In any event, the discretion under s 87(2) is sufficiently broad to enable the Tribunal to take into account the practice which was followed in the exercise of the applicable jurisdiction prior to 1 January 2005. The practice of the Commercial Tribunal in relation to matters under the CTRSAA was that costs generally followed the event subject to the exercise of discretional factors.
As there is no specific cost provision applicable under either the SAT Act or the CTRSAA the starting point, when considering an application for costs, must be that each party should bear their own costs.
In considering whether there are reasons why that presumption should not apply each case must be examined on its merits.
In relation to this matter I consider that the following factors favour the award of costs.
1)It was generally the practice in the Commercial Tribunal for costs to follow the event, subject to relevant discretionary considerations.
2)The dispute concerns a commercial venture. There is something to be said for the approach that decisions on costs in commercial disputes should be made to promote certainty and responsibility in parties to their contractual obligations: Vasiliou v Australia's Country Homes Pty Ltd [1999] VSC 462. Consequently a successful party might reasonably expect that a costs award would be made in its favour.
The following factors militate against an award of costs.
1)Under a largely similar costs regime it was held in Re Cooper and Boroondara CC [2001] VCAT 2429 that great care should be taken in exercising a power to award costs in order to ensure that the Tribunal remained readily accessible to the public at relatively low cost, particularly having regard to the Tribunals obligations to act fairly and according to the substantial merits of the dispute and to conduct proceedings with as little formality and technicality, and to determine such proceedings with as much speed as the applicable legislation permitted. These are obligations also enshrined in s 9 of the SAT Act.
2)Although the dispute relates to a commercial lease it is one very much at the lower end of the commercial spectrum commanding a rental of only some $1000 per month plus outgoings of approximately $100, according to the applicant's papers.
3)The respondent does not present as a sophisticated operator, but rather as someone who might be described colloquially as "a battler". The applicant asserts in his application that the loss of profit per day as a result of being locked out of the shop is an amount of $200. The award of costs in proceedings involving less affluent sectors of the public might effectively deny access to the justice system.
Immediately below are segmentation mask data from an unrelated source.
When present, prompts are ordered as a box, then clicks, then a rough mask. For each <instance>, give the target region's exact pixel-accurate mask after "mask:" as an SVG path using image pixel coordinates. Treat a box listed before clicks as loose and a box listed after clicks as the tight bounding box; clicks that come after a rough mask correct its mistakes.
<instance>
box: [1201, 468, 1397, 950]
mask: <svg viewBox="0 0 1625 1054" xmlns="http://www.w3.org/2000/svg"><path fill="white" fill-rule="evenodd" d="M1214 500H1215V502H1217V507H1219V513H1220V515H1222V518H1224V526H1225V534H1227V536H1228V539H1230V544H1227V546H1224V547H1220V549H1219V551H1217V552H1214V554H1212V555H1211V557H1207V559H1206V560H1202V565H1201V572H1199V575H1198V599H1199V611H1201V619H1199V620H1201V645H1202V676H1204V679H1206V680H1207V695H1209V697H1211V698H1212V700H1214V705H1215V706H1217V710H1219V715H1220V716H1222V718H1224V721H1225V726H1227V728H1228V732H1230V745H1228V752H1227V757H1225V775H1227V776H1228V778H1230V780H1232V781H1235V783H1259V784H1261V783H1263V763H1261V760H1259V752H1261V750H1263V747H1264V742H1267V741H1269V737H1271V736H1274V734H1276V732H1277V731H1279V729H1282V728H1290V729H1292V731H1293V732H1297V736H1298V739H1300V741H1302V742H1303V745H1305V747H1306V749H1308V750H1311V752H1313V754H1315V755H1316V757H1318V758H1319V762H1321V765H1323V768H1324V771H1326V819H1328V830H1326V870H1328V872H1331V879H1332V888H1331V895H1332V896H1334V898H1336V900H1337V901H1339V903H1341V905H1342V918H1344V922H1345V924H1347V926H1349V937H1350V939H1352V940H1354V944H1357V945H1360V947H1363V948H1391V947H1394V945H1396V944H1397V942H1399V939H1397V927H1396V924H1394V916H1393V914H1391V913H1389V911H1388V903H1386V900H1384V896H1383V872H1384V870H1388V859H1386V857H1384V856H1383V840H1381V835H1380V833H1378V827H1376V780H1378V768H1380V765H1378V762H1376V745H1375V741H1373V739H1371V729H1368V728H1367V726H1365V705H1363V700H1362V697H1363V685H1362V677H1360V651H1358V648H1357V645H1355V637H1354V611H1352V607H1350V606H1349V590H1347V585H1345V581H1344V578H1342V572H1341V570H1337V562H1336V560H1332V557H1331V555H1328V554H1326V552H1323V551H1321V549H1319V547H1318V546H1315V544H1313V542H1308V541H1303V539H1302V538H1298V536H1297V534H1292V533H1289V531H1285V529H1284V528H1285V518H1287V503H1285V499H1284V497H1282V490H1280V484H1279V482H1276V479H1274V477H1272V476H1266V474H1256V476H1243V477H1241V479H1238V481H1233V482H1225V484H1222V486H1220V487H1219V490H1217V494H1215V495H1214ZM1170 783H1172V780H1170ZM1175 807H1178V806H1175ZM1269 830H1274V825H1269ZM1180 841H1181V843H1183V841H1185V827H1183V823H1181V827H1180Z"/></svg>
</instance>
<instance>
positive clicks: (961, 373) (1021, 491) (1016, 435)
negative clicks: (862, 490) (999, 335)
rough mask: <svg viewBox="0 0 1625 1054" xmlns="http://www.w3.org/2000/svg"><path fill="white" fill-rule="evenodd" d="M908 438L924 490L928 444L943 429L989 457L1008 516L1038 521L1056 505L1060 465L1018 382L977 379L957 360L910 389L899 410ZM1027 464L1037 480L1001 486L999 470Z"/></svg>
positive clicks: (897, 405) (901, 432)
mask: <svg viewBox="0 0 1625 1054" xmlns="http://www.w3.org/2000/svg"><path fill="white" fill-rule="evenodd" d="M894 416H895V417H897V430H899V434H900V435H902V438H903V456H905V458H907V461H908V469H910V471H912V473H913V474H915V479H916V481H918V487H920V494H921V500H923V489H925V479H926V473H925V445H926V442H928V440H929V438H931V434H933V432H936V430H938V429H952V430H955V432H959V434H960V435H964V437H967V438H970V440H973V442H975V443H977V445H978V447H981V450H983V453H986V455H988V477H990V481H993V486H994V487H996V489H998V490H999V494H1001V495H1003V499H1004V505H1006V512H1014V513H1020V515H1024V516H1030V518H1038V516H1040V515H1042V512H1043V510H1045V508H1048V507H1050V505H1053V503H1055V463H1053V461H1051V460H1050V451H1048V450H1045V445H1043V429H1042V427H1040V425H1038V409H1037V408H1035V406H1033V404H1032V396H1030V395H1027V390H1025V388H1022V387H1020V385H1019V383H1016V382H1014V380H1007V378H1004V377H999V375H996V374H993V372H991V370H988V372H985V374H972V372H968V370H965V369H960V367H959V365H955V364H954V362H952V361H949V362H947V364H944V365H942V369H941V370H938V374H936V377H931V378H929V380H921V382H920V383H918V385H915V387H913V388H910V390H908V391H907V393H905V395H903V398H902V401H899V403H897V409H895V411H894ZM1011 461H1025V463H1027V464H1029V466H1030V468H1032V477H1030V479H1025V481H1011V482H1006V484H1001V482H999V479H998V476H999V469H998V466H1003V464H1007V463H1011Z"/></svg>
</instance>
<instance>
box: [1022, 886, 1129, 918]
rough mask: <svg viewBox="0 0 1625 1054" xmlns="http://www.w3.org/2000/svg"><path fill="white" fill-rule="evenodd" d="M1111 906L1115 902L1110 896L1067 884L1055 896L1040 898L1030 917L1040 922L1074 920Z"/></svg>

Taking into account all of these factors I am not prepared to exercise my discretion to award costs in favour of the respondent. In the result, each party must bear their own costs in respect of the interim application and I order as follows:
1.The respondent's application for costs to be awarded against the applicant is refused.
2.Each party is to bear their own costs in respect of the interim application.
I certify that this and the preceding [16] paragraphs comprise the reasons for decision of the State Administrative Tribunal.